I’ve seen a variety of bits of advice here and in the docs. I regret that I don’t have a comprehensive set of citations, but my summary at this point is that 8 GiB is, indeed, the recommended minimum these days. More recently, though, I noticed this bit of advice:

As a general rule, I think setting memory to (1.5 * cache_memory + 4GB) would be a stable configuration.

My question: since stateless processes don’t use cache_memory at all (right?), is it safe to reduce their memory setting to 4 GiB, or does it make more sense to keep them at 8 GiB for reasons that didn’t become evident in our (admittedly short!) load test?

For context, the motivation for reducing the memory allocation for stateless processes would be to make room to increase the allocation for storage (and log) processes. We’re currently using machines with 4 vCPU, 32 GiB of memory, and one SSD. After subtracting a little overhead for background processes/sidecars, I think we can fit three fdbserver processes (we have three uncontested cores and one core that’s divided between those auxiliary processes) and divide ~30 GiB of memory between them. Since there’s just one disk, I think our most common configuration will be one storage process with two stateless processes. The more we can shrink the stateless processes’ memory requierment, the more we can add memory to the storage process.

Thanks!

1 Like

You are correct that stateless processes do not use cache_memory.
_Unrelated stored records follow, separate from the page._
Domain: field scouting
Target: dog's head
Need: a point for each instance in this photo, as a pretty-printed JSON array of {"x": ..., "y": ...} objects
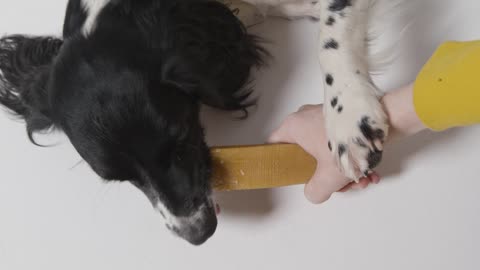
[{"x": 130, "y": 102}]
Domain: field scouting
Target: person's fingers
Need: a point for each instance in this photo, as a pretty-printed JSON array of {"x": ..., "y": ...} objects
[
  {"x": 325, "y": 182},
  {"x": 374, "y": 178},
  {"x": 281, "y": 134}
]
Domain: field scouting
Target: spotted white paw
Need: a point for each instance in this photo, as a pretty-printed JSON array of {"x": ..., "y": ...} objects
[{"x": 356, "y": 127}]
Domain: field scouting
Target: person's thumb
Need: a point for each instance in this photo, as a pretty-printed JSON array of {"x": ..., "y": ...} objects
[
  {"x": 282, "y": 134},
  {"x": 323, "y": 184}
]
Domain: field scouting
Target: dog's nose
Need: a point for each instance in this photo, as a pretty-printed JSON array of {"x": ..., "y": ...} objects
[{"x": 201, "y": 235}]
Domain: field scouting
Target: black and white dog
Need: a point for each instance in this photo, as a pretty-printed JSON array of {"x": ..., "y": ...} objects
[{"x": 126, "y": 81}]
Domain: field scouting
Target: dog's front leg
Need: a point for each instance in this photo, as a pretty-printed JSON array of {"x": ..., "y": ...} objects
[{"x": 355, "y": 121}]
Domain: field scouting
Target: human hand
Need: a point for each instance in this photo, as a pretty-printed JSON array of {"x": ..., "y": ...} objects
[{"x": 306, "y": 128}]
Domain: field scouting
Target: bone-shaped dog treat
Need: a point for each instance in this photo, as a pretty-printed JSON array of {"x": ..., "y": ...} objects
[{"x": 260, "y": 166}]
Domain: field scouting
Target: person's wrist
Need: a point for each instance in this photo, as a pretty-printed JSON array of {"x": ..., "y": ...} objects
[{"x": 399, "y": 107}]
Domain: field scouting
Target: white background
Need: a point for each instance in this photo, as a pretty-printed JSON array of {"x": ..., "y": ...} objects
[{"x": 424, "y": 215}]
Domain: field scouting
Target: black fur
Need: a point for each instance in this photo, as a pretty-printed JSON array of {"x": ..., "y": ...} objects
[{"x": 128, "y": 94}]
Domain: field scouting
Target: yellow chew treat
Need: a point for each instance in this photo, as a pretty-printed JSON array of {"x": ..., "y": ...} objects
[{"x": 260, "y": 166}]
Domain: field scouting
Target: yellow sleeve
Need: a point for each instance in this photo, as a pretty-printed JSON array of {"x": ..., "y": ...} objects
[{"x": 447, "y": 90}]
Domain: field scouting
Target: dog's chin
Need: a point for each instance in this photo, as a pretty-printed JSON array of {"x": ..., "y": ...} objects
[{"x": 196, "y": 228}]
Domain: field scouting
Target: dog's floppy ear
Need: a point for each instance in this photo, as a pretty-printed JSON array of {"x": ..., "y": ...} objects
[
  {"x": 25, "y": 64},
  {"x": 212, "y": 56}
]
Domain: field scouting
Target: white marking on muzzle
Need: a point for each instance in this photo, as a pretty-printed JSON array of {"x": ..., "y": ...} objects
[{"x": 93, "y": 8}]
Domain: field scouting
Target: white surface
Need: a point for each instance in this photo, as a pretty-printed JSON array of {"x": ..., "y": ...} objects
[{"x": 425, "y": 215}]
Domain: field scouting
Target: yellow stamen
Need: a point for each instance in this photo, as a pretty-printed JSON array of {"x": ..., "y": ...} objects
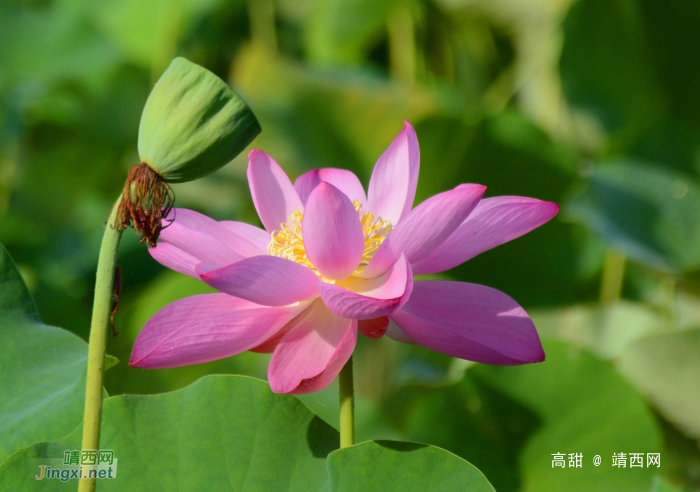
[{"x": 288, "y": 242}]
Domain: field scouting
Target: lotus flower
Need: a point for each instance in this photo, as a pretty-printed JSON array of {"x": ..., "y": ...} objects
[{"x": 333, "y": 261}]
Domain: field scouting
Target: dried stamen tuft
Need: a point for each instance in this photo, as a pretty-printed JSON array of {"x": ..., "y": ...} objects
[{"x": 146, "y": 200}]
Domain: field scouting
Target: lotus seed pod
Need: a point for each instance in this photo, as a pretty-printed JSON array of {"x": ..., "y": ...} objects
[{"x": 193, "y": 124}]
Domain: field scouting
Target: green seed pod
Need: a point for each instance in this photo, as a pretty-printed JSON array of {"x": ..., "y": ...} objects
[{"x": 193, "y": 124}]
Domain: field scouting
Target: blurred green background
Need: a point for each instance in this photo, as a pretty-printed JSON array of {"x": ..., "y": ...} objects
[{"x": 592, "y": 104}]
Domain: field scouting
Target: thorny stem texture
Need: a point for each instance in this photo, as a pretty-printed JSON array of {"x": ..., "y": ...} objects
[{"x": 101, "y": 312}]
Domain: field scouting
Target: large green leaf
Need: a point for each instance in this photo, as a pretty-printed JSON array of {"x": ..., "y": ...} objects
[
  {"x": 193, "y": 123},
  {"x": 391, "y": 466},
  {"x": 221, "y": 433},
  {"x": 233, "y": 433},
  {"x": 343, "y": 30},
  {"x": 41, "y": 369},
  {"x": 605, "y": 330},
  {"x": 608, "y": 73},
  {"x": 586, "y": 408},
  {"x": 468, "y": 418},
  {"x": 649, "y": 213},
  {"x": 666, "y": 368}
]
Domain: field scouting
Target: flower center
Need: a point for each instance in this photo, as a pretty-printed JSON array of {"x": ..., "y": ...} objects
[{"x": 288, "y": 242}]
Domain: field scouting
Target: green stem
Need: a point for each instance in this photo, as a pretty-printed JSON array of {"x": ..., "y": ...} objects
[
  {"x": 99, "y": 327},
  {"x": 613, "y": 276},
  {"x": 347, "y": 406}
]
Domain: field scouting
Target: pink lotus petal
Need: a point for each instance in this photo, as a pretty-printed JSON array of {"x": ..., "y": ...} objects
[
  {"x": 425, "y": 228},
  {"x": 273, "y": 194},
  {"x": 392, "y": 187},
  {"x": 344, "y": 180},
  {"x": 332, "y": 232},
  {"x": 313, "y": 351},
  {"x": 218, "y": 231},
  {"x": 471, "y": 322},
  {"x": 374, "y": 328},
  {"x": 493, "y": 222},
  {"x": 394, "y": 332},
  {"x": 202, "y": 238},
  {"x": 204, "y": 328},
  {"x": 255, "y": 236},
  {"x": 174, "y": 258},
  {"x": 266, "y": 280},
  {"x": 359, "y": 298}
]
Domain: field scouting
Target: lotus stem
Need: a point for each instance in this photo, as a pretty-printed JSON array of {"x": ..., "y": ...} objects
[
  {"x": 99, "y": 328},
  {"x": 347, "y": 406}
]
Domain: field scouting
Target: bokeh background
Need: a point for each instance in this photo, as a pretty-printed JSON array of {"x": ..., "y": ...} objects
[{"x": 593, "y": 104}]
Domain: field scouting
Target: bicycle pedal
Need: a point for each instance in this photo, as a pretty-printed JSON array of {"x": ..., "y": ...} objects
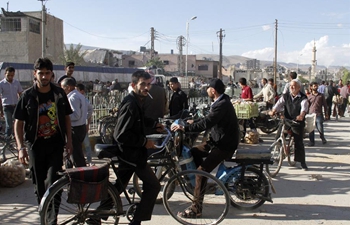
[{"x": 131, "y": 191}]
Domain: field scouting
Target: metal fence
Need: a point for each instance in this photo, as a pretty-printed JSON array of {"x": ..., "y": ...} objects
[{"x": 103, "y": 104}]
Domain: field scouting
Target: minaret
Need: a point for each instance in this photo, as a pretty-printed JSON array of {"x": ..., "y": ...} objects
[{"x": 314, "y": 61}]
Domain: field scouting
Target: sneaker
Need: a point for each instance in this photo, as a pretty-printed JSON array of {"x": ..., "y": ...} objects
[
  {"x": 304, "y": 167},
  {"x": 311, "y": 144}
]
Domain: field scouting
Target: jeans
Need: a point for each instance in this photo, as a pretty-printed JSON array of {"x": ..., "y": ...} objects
[
  {"x": 87, "y": 147},
  {"x": 8, "y": 114},
  {"x": 319, "y": 127},
  {"x": 78, "y": 136}
]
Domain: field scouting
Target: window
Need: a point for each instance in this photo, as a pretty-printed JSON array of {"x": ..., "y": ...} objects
[
  {"x": 203, "y": 67},
  {"x": 131, "y": 63},
  {"x": 34, "y": 26},
  {"x": 10, "y": 24}
]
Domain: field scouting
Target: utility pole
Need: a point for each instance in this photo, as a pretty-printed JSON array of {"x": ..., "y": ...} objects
[
  {"x": 152, "y": 42},
  {"x": 220, "y": 54},
  {"x": 180, "y": 44},
  {"x": 43, "y": 34},
  {"x": 313, "y": 61},
  {"x": 275, "y": 60}
]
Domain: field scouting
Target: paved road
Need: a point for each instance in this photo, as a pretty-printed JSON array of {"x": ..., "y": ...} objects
[{"x": 318, "y": 196}]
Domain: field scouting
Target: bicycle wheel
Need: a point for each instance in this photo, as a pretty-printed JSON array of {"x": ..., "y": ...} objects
[
  {"x": 291, "y": 148},
  {"x": 277, "y": 158},
  {"x": 163, "y": 176},
  {"x": 9, "y": 151},
  {"x": 251, "y": 191},
  {"x": 55, "y": 202},
  {"x": 215, "y": 202}
]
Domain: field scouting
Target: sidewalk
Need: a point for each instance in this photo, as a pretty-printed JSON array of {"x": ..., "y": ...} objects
[{"x": 320, "y": 195}]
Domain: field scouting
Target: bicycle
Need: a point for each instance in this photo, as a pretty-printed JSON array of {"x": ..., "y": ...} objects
[
  {"x": 281, "y": 148},
  {"x": 9, "y": 149},
  {"x": 246, "y": 183},
  {"x": 55, "y": 198}
]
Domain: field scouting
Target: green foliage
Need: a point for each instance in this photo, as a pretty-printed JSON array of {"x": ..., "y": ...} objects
[
  {"x": 346, "y": 75},
  {"x": 155, "y": 62},
  {"x": 75, "y": 55}
]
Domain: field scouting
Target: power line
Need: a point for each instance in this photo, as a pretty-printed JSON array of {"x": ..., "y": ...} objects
[{"x": 120, "y": 38}]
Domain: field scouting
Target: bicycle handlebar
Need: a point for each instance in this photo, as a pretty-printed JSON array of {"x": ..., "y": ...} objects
[{"x": 165, "y": 141}]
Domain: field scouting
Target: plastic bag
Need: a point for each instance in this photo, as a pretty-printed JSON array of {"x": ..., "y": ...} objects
[
  {"x": 12, "y": 173},
  {"x": 252, "y": 137}
]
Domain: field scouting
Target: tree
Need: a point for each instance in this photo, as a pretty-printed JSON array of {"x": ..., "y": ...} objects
[
  {"x": 155, "y": 62},
  {"x": 75, "y": 55}
]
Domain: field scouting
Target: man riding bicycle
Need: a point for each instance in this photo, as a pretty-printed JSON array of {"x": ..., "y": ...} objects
[{"x": 295, "y": 106}]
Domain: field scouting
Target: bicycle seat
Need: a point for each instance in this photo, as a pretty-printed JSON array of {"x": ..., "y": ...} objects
[
  {"x": 250, "y": 156},
  {"x": 106, "y": 150}
]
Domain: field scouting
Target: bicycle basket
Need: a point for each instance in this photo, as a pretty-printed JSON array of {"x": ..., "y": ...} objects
[{"x": 88, "y": 184}]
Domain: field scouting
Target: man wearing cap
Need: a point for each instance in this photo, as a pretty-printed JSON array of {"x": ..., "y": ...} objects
[
  {"x": 223, "y": 125},
  {"x": 69, "y": 72},
  {"x": 178, "y": 100},
  {"x": 295, "y": 105}
]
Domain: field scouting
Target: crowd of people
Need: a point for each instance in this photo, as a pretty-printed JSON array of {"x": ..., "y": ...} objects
[{"x": 52, "y": 122}]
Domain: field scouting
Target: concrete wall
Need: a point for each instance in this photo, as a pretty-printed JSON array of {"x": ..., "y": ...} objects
[{"x": 25, "y": 46}]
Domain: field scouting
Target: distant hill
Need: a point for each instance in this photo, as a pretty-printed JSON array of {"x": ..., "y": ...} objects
[{"x": 231, "y": 60}]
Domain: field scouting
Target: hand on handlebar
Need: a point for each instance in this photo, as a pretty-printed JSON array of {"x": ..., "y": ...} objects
[
  {"x": 177, "y": 127},
  {"x": 190, "y": 121},
  {"x": 150, "y": 144},
  {"x": 159, "y": 127}
]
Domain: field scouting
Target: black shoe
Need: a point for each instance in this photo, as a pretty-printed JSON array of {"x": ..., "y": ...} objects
[
  {"x": 304, "y": 167},
  {"x": 93, "y": 221}
]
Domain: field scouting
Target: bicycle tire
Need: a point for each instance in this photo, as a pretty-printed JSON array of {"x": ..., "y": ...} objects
[
  {"x": 267, "y": 130},
  {"x": 163, "y": 178},
  {"x": 9, "y": 151},
  {"x": 277, "y": 158},
  {"x": 291, "y": 161},
  {"x": 77, "y": 213},
  {"x": 215, "y": 204},
  {"x": 251, "y": 192}
]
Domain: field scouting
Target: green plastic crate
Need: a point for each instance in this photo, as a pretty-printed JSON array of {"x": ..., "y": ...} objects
[{"x": 246, "y": 110}]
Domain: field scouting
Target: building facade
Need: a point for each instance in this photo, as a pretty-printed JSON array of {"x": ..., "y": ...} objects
[{"x": 21, "y": 37}]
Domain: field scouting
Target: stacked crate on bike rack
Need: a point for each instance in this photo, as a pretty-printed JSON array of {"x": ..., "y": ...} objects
[{"x": 246, "y": 110}]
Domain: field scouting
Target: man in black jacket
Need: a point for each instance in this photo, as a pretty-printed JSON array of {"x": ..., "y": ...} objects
[
  {"x": 130, "y": 136},
  {"x": 223, "y": 125},
  {"x": 42, "y": 113},
  {"x": 295, "y": 106},
  {"x": 178, "y": 100}
]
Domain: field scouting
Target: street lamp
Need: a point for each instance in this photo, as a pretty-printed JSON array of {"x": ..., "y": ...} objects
[
  {"x": 187, "y": 40},
  {"x": 298, "y": 64}
]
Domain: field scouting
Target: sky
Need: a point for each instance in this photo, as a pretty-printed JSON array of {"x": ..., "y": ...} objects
[{"x": 248, "y": 26}]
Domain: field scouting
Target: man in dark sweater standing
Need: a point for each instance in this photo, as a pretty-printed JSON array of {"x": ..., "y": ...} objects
[
  {"x": 178, "y": 100},
  {"x": 295, "y": 106},
  {"x": 317, "y": 101}
]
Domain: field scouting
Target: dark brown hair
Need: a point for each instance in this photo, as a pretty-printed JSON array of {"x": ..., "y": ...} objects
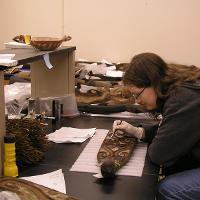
[{"x": 150, "y": 70}]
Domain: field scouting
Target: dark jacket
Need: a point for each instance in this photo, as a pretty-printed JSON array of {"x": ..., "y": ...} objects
[{"x": 179, "y": 132}]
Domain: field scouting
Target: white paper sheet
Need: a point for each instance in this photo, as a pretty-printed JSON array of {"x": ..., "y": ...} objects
[
  {"x": 69, "y": 135},
  {"x": 17, "y": 45},
  {"x": 54, "y": 180},
  {"x": 112, "y": 73},
  {"x": 87, "y": 161}
]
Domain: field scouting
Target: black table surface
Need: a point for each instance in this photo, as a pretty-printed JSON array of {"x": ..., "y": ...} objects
[{"x": 83, "y": 185}]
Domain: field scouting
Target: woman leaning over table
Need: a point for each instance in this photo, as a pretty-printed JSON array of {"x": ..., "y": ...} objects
[{"x": 174, "y": 92}]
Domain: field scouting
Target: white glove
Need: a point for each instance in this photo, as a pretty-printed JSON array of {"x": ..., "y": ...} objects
[{"x": 129, "y": 129}]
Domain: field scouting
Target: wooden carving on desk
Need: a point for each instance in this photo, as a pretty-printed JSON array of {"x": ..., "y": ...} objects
[
  {"x": 18, "y": 189},
  {"x": 115, "y": 152}
]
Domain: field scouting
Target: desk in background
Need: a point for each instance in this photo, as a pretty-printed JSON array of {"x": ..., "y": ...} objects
[
  {"x": 58, "y": 81},
  {"x": 83, "y": 185}
]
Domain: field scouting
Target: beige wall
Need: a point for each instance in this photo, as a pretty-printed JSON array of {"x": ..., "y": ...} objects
[{"x": 111, "y": 29}]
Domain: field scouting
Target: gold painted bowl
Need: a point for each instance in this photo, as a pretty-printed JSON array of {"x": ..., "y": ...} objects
[{"x": 48, "y": 43}]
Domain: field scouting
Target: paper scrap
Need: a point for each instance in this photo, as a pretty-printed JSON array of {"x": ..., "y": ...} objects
[
  {"x": 6, "y": 60},
  {"x": 116, "y": 73},
  {"x": 71, "y": 135},
  {"x": 54, "y": 180},
  {"x": 17, "y": 45},
  {"x": 87, "y": 160},
  {"x": 47, "y": 61}
]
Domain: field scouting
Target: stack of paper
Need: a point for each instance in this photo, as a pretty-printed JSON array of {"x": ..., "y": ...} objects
[
  {"x": 54, "y": 180},
  {"x": 6, "y": 60},
  {"x": 17, "y": 45},
  {"x": 71, "y": 135}
]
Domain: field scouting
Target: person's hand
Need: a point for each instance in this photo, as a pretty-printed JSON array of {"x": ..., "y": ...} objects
[{"x": 128, "y": 129}]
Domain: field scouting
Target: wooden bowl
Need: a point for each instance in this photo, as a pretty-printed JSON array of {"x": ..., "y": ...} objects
[{"x": 48, "y": 43}]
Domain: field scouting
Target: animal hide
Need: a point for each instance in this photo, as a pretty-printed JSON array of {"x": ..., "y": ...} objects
[
  {"x": 26, "y": 190},
  {"x": 115, "y": 152}
]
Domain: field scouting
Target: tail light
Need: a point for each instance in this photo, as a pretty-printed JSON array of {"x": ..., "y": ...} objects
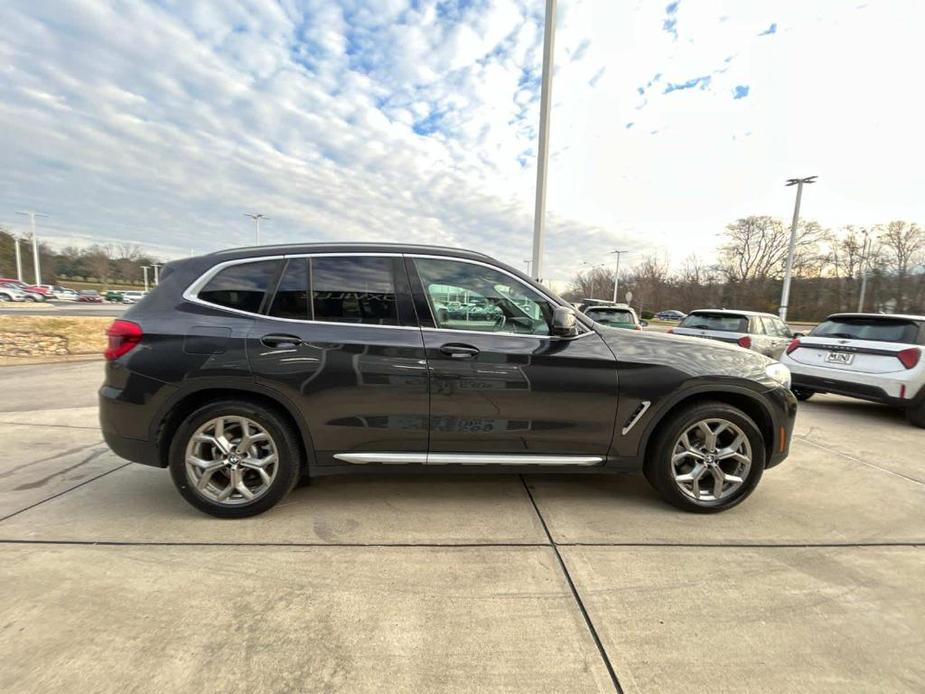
[
  {"x": 909, "y": 357},
  {"x": 123, "y": 336}
]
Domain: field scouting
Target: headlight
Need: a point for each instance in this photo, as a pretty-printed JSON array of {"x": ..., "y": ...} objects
[{"x": 780, "y": 373}]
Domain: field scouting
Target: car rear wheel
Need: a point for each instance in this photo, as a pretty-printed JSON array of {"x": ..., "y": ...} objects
[
  {"x": 707, "y": 458},
  {"x": 234, "y": 459},
  {"x": 802, "y": 394}
]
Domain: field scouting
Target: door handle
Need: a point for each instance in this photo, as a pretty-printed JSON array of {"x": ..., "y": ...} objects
[
  {"x": 281, "y": 341},
  {"x": 457, "y": 351}
]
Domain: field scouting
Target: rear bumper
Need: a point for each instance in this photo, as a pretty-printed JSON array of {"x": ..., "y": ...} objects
[{"x": 873, "y": 387}]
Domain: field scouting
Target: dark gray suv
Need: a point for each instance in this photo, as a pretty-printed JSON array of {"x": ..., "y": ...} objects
[{"x": 247, "y": 370}]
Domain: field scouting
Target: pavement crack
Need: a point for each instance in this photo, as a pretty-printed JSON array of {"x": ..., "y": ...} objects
[{"x": 581, "y": 606}]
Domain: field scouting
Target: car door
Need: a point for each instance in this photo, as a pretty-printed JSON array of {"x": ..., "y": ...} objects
[
  {"x": 500, "y": 383},
  {"x": 339, "y": 338}
]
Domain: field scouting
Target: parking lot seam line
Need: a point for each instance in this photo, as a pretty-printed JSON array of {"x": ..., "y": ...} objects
[
  {"x": 45, "y": 426},
  {"x": 62, "y": 493},
  {"x": 862, "y": 462},
  {"x": 571, "y": 584},
  {"x": 914, "y": 544}
]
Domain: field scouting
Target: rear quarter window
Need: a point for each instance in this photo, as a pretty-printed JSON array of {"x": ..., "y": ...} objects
[
  {"x": 875, "y": 329},
  {"x": 241, "y": 287},
  {"x": 716, "y": 321}
]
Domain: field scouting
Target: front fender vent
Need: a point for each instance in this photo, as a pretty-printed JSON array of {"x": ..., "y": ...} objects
[{"x": 636, "y": 416}]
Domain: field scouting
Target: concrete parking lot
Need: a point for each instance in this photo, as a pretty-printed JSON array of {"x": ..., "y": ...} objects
[{"x": 458, "y": 583}]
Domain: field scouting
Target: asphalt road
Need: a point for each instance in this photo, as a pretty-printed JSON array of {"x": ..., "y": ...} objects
[{"x": 458, "y": 583}]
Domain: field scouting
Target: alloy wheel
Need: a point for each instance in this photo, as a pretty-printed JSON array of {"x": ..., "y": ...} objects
[
  {"x": 711, "y": 459},
  {"x": 231, "y": 460}
]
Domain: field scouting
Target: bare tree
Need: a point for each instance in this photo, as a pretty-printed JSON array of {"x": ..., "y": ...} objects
[{"x": 903, "y": 245}]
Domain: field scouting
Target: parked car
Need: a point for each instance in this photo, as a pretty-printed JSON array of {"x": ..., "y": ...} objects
[
  {"x": 246, "y": 370},
  {"x": 132, "y": 297},
  {"x": 614, "y": 316},
  {"x": 28, "y": 293},
  {"x": 863, "y": 355},
  {"x": 89, "y": 296},
  {"x": 760, "y": 332},
  {"x": 11, "y": 293}
]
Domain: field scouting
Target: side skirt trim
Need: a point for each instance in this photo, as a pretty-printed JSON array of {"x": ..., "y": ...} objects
[{"x": 467, "y": 459}]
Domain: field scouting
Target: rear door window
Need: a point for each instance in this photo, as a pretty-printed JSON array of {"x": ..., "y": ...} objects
[
  {"x": 242, "y": 287},
  {"x": 722, "y": 322},
  {"x": 872, "y": 328},
  {"x": 354, "y": 289}
]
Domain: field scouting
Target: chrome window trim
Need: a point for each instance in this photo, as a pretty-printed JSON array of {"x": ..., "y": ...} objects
[
  {"x": 467, "y": 459},
  {"x": 191, "y": 292}
]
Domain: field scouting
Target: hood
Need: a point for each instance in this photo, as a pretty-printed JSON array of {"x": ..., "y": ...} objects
[{"x": 694, "y": 356}]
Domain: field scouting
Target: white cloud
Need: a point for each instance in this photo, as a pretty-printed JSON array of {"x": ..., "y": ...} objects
[{"x": 162, "y": 122}]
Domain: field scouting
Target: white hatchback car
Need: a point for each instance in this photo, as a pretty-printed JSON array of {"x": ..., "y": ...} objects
[{"x": 864, "y": 355}]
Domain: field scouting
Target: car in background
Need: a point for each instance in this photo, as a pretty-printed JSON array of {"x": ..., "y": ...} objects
[
  {"x": 11, "y": 293},
  {"x": 28, "y": 292},
  {"x": 760, "y": 332},
  {"x": 614, "y": 316},
  {"x": 132, "y": 297},
  {"x": 870, "y": 356},
  {"x": 89, "y": 296}
]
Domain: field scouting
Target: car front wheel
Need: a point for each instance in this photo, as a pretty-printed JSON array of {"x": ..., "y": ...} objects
[
  {"x": 708, "y": 458},
  {"x": 234, "y": 459}
]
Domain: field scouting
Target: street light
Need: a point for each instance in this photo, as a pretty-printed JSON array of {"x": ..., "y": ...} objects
[
  {"x": 616, "y": 277},
  {"x": 865, "y": 264},
  {"x": 256, "y": 218},
  {"x": 785, "y": 292},
  {"x": 542, "y": 157},
  {"x": 35, "y": 242}
]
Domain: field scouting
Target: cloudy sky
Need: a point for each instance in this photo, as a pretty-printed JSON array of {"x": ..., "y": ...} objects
[{"x": 162, "y": 122}]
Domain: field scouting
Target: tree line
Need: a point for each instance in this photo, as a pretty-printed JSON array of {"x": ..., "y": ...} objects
[
  {"x": 828, "y": 270},
  {"x": 100, "y": 263}
]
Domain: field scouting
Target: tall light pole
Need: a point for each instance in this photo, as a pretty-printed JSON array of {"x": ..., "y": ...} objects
[
  {"x": 542, "y": 158},
  {"x": 865, "y": 264},
  {"x": 616, "y": 277},
  {"x": 18, "y": 259},
  {"x": 256, "y": 218},
  {"x": 785, "y": 292},
  {"x": 31, "y": 214}
]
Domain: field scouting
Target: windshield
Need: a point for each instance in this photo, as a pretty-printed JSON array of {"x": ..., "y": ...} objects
[
  {"x": 610, "y": 315},
  {"x": 716, "y": 321},
  {"x": 872, "y": 328}
]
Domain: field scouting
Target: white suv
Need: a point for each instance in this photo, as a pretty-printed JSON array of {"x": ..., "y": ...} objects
[{"x": 865, "y": 355}]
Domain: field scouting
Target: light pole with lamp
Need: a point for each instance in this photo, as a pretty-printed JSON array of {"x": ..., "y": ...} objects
[{"x": 788, "y": 272}]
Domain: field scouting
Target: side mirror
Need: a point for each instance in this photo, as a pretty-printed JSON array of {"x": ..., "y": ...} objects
[{"x": 564, "y": 323}]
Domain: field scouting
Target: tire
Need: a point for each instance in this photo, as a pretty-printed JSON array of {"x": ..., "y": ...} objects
[
  {"x": 730, "y": 423},
  {"x": 276, "y": 435},
  {"x": 916, "y": 415},
  {"x": 802, "y": 394}
]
The memory requirements vary by stateless role and some in-memory structures will increase with cluster size, so for the generic stateless process class it is recommended to keep the limit at 8GiB since they can be used for any stateless roles. In order to go lower for specific processes you would have to use more specific process classes to control which roles run where, however be aware that during cluster recovery the recruitment logic operates on a “best fit” notion, so for example if you configure 6 Commit Proxies but only 3 of your commit proxy class fdbserver processes are alive during recruitment it will choose 3 other processes to run the configured 6 instances of that role.

Thanks! That’s helpful, and I appreciate it!